Para superar las inclemencias del frío, el país báltico (sí es cierto) compite con el posiblemente plato más emblemático de su gastronomía, el cepelinai (zeppelín). Se trata de una masa de patata rellena con carne de cerdo y rociada con yogurt. Hay que ser un gran comedor para terminar las dos piezas de cepelinai que acostumbran a servir en los restaurantes bálticos. Uno de los más afamados establecimientos de restauración que preparan la especialidad, sea el Porto Dvaras, de Vilnius.

Otro de los pilares que se entronizan en el recetario más tradicional lituano es, sin ninguna clase dudas, la sopa fría de remolacha, conocida como Saltibarsciai.

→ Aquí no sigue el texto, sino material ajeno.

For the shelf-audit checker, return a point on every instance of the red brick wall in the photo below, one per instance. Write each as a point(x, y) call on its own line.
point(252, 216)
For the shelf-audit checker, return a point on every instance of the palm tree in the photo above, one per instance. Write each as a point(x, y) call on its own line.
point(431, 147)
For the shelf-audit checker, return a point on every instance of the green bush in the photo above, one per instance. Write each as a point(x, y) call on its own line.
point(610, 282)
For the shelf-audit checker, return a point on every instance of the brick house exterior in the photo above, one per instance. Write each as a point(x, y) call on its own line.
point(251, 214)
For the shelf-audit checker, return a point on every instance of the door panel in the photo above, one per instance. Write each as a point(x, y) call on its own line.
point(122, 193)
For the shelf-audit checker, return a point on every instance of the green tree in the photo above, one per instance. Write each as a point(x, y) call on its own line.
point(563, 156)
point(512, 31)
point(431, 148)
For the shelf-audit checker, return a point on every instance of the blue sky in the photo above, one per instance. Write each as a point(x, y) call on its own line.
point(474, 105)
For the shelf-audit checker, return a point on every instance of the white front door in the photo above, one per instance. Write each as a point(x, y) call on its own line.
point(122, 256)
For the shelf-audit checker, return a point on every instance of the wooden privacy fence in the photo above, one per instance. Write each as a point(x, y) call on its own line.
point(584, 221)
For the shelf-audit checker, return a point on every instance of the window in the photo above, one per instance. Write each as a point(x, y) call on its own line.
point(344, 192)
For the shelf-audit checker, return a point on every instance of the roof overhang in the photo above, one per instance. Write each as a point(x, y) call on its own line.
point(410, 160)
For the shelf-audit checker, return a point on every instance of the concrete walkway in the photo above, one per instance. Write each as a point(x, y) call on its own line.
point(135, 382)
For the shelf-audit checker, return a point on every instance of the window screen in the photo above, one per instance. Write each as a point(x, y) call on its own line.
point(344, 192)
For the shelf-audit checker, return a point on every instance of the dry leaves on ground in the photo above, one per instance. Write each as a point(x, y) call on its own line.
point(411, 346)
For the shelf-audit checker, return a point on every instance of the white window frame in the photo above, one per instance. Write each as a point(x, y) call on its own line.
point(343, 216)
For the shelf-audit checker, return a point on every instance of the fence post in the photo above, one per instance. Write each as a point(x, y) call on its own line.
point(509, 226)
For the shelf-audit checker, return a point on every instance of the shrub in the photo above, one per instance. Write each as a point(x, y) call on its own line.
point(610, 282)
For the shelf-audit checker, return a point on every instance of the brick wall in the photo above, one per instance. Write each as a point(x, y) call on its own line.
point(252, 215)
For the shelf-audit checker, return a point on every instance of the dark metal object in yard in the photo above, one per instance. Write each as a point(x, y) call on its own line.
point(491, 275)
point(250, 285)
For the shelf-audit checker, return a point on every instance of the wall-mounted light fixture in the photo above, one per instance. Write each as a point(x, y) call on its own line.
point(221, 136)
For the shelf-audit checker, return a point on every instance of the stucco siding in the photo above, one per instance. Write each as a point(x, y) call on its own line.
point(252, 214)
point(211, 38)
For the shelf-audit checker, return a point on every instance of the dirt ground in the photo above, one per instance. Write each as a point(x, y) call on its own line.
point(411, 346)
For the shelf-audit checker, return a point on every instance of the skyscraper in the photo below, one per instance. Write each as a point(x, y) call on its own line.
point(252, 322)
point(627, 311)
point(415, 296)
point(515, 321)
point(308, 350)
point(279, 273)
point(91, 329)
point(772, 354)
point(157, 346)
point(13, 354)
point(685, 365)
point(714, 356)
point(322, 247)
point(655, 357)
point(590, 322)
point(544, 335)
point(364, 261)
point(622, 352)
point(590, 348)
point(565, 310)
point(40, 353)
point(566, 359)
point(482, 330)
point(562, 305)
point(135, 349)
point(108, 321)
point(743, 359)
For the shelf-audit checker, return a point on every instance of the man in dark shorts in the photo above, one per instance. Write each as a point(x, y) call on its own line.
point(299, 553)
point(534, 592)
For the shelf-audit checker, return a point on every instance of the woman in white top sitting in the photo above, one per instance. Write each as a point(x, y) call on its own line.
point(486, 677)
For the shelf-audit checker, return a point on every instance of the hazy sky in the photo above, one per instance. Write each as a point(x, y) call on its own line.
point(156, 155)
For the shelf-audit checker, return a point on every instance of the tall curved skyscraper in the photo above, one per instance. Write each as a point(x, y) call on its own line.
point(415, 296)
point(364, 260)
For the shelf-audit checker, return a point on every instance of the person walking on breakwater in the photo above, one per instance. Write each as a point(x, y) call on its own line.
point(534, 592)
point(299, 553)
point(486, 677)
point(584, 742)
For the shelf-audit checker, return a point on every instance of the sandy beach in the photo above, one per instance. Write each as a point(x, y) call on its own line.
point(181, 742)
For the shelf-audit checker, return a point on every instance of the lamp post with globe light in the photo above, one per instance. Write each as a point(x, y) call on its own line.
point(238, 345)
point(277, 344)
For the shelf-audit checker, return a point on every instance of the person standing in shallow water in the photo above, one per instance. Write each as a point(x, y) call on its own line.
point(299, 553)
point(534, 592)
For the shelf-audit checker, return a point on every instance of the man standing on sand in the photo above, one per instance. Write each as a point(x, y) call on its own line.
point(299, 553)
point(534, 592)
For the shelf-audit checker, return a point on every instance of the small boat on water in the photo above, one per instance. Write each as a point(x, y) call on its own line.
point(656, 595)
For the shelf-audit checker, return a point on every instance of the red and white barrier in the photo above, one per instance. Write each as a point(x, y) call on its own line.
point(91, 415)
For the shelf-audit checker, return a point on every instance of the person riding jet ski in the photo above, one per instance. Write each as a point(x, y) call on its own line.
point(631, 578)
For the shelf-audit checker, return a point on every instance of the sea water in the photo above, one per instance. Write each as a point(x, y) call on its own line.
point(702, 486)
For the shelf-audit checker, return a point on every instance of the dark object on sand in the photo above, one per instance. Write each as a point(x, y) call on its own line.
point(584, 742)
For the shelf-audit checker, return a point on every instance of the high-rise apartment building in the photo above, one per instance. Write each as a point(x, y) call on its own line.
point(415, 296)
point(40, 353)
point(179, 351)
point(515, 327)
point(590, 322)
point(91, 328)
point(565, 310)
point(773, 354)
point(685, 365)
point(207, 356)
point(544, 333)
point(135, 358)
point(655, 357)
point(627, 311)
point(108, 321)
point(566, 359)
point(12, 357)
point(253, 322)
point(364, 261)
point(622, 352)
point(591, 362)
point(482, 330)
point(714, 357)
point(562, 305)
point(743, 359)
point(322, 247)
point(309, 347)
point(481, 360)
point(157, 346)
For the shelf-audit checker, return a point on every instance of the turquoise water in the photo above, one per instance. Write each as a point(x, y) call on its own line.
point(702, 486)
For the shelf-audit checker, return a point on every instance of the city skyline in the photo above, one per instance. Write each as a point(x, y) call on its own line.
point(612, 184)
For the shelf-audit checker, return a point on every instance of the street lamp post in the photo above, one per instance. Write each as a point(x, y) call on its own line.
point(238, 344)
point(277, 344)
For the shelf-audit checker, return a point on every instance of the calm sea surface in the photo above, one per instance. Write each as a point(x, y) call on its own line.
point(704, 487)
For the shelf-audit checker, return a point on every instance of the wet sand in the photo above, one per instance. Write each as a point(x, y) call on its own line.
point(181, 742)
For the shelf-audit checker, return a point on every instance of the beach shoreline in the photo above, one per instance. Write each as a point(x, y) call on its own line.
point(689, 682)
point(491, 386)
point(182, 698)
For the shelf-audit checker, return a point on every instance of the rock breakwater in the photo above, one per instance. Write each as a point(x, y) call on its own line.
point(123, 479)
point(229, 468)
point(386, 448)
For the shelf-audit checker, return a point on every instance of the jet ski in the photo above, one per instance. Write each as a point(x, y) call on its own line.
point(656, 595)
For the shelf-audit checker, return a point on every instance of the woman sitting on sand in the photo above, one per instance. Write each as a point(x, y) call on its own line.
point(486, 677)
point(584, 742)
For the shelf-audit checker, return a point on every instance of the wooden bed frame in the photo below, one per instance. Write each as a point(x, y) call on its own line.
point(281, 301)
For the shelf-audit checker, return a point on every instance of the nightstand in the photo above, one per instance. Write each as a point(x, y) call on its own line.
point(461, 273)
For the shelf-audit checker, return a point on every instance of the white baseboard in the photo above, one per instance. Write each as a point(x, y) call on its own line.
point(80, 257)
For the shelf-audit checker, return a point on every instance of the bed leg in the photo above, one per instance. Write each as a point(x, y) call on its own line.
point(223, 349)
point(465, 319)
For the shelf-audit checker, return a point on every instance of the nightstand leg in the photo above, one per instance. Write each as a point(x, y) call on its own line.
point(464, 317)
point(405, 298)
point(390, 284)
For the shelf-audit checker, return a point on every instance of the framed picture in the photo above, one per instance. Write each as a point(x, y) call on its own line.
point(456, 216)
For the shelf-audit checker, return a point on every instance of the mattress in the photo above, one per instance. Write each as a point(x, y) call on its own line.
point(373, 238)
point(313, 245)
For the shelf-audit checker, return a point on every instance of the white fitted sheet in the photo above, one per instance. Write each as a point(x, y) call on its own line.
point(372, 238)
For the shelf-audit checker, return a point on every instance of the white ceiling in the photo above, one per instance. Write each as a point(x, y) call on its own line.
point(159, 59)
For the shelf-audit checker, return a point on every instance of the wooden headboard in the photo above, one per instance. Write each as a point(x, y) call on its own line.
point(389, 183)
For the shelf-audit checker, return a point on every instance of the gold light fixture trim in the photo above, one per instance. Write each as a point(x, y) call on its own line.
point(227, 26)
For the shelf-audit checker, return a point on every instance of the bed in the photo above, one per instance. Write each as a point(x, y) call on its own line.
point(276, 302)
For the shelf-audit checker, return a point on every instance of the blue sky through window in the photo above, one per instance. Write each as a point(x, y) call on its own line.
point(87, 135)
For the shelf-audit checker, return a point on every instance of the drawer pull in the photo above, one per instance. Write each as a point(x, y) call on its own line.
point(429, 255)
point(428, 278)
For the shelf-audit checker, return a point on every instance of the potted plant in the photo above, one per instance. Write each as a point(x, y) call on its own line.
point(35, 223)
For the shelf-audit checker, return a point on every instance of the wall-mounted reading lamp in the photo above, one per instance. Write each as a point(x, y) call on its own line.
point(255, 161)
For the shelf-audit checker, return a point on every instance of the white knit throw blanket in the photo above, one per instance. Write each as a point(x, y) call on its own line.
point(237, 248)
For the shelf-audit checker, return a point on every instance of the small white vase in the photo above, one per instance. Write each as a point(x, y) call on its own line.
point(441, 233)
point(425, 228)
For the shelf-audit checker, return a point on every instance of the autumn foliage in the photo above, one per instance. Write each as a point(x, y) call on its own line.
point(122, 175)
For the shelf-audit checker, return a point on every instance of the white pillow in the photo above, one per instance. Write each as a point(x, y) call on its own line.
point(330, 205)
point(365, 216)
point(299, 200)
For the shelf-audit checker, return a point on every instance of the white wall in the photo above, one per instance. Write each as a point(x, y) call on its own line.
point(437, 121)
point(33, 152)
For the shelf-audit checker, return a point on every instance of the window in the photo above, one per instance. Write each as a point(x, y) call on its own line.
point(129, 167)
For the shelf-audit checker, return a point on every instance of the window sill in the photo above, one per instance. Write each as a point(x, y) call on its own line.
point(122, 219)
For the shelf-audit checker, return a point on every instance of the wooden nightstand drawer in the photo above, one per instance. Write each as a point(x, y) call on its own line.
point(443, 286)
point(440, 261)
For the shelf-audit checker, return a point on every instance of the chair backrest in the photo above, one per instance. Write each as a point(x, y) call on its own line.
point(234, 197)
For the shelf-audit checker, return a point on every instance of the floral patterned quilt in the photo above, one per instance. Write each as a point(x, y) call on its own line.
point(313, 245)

Los ingredientes son, al margen de la remolacha, las verduras cocidas al dente que se cuecen junto a la remolacha y el yogurt. Es un plato de calorías, pero a la vez fresco, para el verano, aunque ello pueda parecer un tanto insólito.

La olla de vegetales y carne de pollo presentada en un recipiente individual donde, esta, se hierve tapada con una especie de pasta de pan que ponen sus cocineros justo en el momento del inicio de la preparación en el fuego, configura otro arco iris de colores, olores y sabores de la gastronomía autóctona lituana.

El abanico restaurador resulta interminable. Lleno de fantasía. De sorprendentes sabores. De bocados que se recuerdan…de experiencias culinarias que se enmarcan en el cuadro de honor coquinario que cada uno tenemos guardado en lo más íntimo de nuestros recuerdos viajeros. Uno de los postres sellados en éste capitulo, es el tinginys, también conocido como “perezoso”. Son galletas con chocolate que se mezclan, dejándolo reposar unos minutos en el frigorífico.

Debería señalar la filosofía lituana: Platos de verduras fritas, mil. Platos de pescado del Báltico, otros mil. Platos de carne de pollo, mil más. Debilidades pasteleras, “un millón”.

Señores, Lituania también existe en gastronomía. ¡A disfrutarla!